Wednesday, October 9, 2013

"The Central Planning Solution to Evil"

Sultan Knish writes from a perspective that, as a Libertarian, I don't always agree with.....but his writing skills and point of view on the gun control lobby are second to none. His entire piece is not only worth reading, it's worth framing on your wall. Please go read the entire piece. Selected excerpts below:


The gun issue is about solving individual evil through central planning in a shelter big enough for everyone. A Gun Free Zone where everyone is a target and tries to live under the illusion that they aren't. A society where everyone is drawing peace signs on colored notepaper while waiting under their desks for the bomb to fall.

That brand of control isn't authority, it's authority in panic mode believing that if it imposes total zero tolerance control then there will be no more shootings. And every time the dumb paradigm is blown to bits with another shotgun, then the rush is on to reinforce it with more total zero control tolerance.
Zero tolerance for the Second Amendment makes sense. If you ban all guns, except for those in the hands of the 708,000 police officers, some of the 1.5 million members of the armed forces, the  security guards at armored cars and banks, the bodyguards of celebrities who call for gun control,  and any of the other people who need a gun to do their job, then you're sure to stop all shootings.
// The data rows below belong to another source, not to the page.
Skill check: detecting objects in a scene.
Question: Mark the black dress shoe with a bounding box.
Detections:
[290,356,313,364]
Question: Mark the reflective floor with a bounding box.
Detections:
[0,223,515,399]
But this isn't really about stopping shootings; it's about the belief that the problem isn't evil, but agency, that if we make sure that everyone who has guns is following government orders, then control will be asserted and the problem will stop.

It's the central planning solution to evil.
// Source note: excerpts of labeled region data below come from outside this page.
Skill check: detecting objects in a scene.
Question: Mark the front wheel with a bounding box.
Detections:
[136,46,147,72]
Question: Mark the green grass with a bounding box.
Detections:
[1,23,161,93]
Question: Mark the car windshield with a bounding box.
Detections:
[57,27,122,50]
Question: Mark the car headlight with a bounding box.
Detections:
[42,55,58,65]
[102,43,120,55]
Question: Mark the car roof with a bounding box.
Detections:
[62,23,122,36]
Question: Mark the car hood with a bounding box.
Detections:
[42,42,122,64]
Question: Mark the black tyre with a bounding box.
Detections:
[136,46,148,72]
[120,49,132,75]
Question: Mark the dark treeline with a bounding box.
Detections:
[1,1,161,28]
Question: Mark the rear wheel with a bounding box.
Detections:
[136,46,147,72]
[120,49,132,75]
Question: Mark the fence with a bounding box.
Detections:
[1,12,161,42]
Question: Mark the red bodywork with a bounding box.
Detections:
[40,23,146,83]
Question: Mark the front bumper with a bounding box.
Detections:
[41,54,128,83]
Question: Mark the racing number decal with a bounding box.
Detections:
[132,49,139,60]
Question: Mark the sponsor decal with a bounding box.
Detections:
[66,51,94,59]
Gun control does not control guns, it gives the illusion of controlling people, and when it fails those in authority are able to say that they did everything that they could short of giving people the ability to defend themselves.

The question is the old elemental one about government control and individual agency. And tragedies like the one that just happened take us back to the equally old question of whether individual liberty is a better defense against human evil than the entrenched organizations of government.

Do we want a society run by kings and princes who commit atrocities according to a plan for a better society, or by peasants with machine guns? The kings can promise us a world without evil, but the peasant with a machine gun promises us that we can protect ourselves from evil when it comes calling.

It isn't really guns that the gun controllers are afraid of; it's a country where individual agency is still superior to organized control, where the trains don't run on time and orders don't mean anything. It's afraid of individual power.